Web communications is conducted using the Hypertext Transfer Protocol (HTTP). HTTP consists of two phases a request and a response. The general form of the request is:

  1. HTTP method     Domain part of the URL     HTTP version
  2. Header fields
  3. Blank line
  4. Message body
The general form of an HTTP response is:
  1. Status line
  2. Response header fields
  3. Blank line
  4. Response body

Building a Web Program

There are several technologies that you will have to master to build an effective web site. Here are some for starters:

XHTML is markup language. An XHTML document consists of content and control tags. The control tags are used by the browser to render the document on the client monitor. It is easy write the control tags by hand. But you can also use XHTML editors like Microsoft FrontPage, Macromedia Dreamweaver, and Adobe PageMill.
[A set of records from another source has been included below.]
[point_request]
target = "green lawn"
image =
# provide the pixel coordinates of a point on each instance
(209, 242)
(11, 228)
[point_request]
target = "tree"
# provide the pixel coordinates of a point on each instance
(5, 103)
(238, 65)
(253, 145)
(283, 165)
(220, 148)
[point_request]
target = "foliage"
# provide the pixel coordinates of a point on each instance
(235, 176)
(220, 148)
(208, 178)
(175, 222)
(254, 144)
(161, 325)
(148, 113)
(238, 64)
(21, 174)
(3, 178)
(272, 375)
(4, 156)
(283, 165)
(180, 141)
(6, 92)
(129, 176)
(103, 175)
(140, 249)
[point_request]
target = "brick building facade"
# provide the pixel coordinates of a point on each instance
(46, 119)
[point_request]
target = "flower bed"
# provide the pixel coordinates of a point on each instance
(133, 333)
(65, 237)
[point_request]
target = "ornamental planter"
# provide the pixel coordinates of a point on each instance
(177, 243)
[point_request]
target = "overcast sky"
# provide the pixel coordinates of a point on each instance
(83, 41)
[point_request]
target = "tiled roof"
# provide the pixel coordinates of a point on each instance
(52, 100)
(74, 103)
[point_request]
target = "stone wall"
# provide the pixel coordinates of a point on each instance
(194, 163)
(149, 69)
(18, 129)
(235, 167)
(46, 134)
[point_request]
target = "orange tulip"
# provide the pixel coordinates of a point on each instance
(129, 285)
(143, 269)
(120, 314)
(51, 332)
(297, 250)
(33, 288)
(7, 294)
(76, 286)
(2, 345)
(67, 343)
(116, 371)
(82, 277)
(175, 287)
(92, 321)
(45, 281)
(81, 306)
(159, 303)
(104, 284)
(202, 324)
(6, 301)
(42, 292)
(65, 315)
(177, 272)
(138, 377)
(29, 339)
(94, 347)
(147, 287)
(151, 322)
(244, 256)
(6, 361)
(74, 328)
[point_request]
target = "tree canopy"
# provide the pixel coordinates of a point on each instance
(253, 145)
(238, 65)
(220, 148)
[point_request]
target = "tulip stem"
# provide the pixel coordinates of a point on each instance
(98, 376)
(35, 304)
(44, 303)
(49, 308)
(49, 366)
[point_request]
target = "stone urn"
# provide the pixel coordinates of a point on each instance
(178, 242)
The World Wide Web Consortium (W3C) has provided the specification for this language.

Cascading Style Sheets specifies how the content is to be displayed. The trend in web design has been to separate the content from the redering instructions. The specifications for the style sheets are also determined by the W3C. Some amazing designs can be created using style sheets.

XML stands for eXtensible Markup Language. It allows users to create their own control tags. XHTML has a small set of predefined tags. With XML you can have any number of tags. These tags can be used to describe the content of the document not only for the human user but also for a machine that is capable of reading that document. This document specifies how to create and use control tags in XML.

JavaScript is a scripting language that is used for writing scripts that run on the client side. These scripts normally do client side verification of data that you enter in a form. These scripts can also be used with cascading style sheets to produce dynamic effects. Such scripts are called Dynamic HTML or DHTML.

Java is an object oriented language that is used for writing applets that can run on the client machine. Java can also be used on the server side. The client program can request an application be run on the server side. A Java class called Servlets can be used for these applications.

Perl is a systems programming language. This means that Perl can access operating system functions directly. Perl is used to process data that a user sends back in a form. It can also be used for accessing databases on the server side and returning that information to the client.

PHP was developed to be a web programming language. It is a scripting language like JavaScript but runs on the server side. The script is embedded in the XHTML document. With PHP you can process forms and access databases but the learning curve is less steep compared to Perl.

But this not enough. To be an effective web programmer you will also have to master some graphics package like PhotoShop to create your own graphics. You will also have to provide a database back end for your web page. There are several free database packages available like MySQL or PostgreSQL.

Current Trends in Web Programming

Web Services is the underlying web application that allows a business to offer services over the internet. Read the latest news on web services at at the W3C site or at a vendor neutral site.

Semantic Web is a network of information linked in such a way that can be access by machines in a meaningful way. You can think of this as a global database that you can query and get intelligent results.